Matrimonial Causes Act 1864
- Parliament of the United Kingdom
- Long title: An Act to amend the Act relating to Divorce and Matrimonial Causes in England, Twentieth and Twenty-first Victoria, Chapter Eighty-five.
- Citation: 27 & 28 Vict. c. 44
- Territorial extent: England and Wales

Dates
- Royal assent: 14 July 1864
- Commencement: 14 July 1864
- Repealed: 27 April 1965

Other legislation
- Amends: Matrimonial Causes Act 1857
- Amended by: Supreme Court of Judicature (Consolidation) Act 1925
- Repealed by: Administration of Justice Act 1965

Status: Repealed

Text of statute as originally enacted

= Matrimonial Causes Act 1864 =

Act of the Parliament of the United Kingdom

The Matrimonial Causes Act 1864 (27 & 28 Vict. c. 44) was an act of the Parliament of the United Kingdom. The act reduced the powers of women deserted by their husbands to protect their property and income from him or any of his creditors.
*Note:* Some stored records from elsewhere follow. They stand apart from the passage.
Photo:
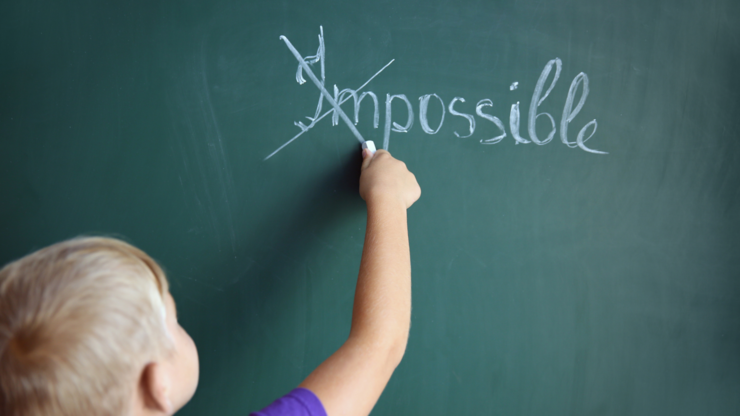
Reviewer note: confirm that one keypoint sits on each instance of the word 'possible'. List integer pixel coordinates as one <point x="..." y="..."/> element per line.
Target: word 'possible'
<point x="339" y="97"/>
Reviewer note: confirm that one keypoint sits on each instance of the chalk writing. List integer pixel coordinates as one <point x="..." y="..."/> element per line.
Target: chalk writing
<point x="339" y="97"/>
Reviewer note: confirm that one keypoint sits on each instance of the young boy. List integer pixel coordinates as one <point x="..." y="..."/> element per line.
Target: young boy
<point x="88" y="327"/>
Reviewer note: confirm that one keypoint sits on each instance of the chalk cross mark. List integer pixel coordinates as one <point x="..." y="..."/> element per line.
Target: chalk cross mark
<point x="325" y="93"/>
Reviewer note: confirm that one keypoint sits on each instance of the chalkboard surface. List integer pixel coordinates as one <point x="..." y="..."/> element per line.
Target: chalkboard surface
<point x="575" y="251"/>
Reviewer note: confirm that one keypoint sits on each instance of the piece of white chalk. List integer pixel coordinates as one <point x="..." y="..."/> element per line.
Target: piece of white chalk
<point x="369" y="145"/>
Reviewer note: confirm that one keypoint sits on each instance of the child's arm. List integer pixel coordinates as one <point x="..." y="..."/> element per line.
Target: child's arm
<point x="351" y="380"/>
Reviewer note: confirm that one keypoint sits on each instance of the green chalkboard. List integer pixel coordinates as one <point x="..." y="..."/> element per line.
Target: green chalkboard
<point x="548" y="279"/>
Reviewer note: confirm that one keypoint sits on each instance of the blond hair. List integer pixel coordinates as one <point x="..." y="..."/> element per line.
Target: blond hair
<point x="78" y="321"/>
The act received royal assent on 14 July 1864.

==Provisions==
Women had been granted the ability to protect their property and earnings from a husband that had deserted them or his creditors in the Matrimonial Causes Act 1857 by applying to a police magistrate, a justice in the petty sessions or the Court for Divorce and Matrimonial Cases.

The provisions of the act included allowing husbands who had deserted their wives or creditors of those husbands to apply to a court to have an order that the wife had placed to protect her property or earnings from her husband and his creditors discharged.

== Subsequent developments ==
The whole act was repealed by section 34(1) of, and schedule 2 to, the Administration of Justice Act 1965. The Administration of Justice Act 1965 (Commencement No. 1) Order 1965 (SI 1965/706) provided that this repeal would take effect on 27 April 1965.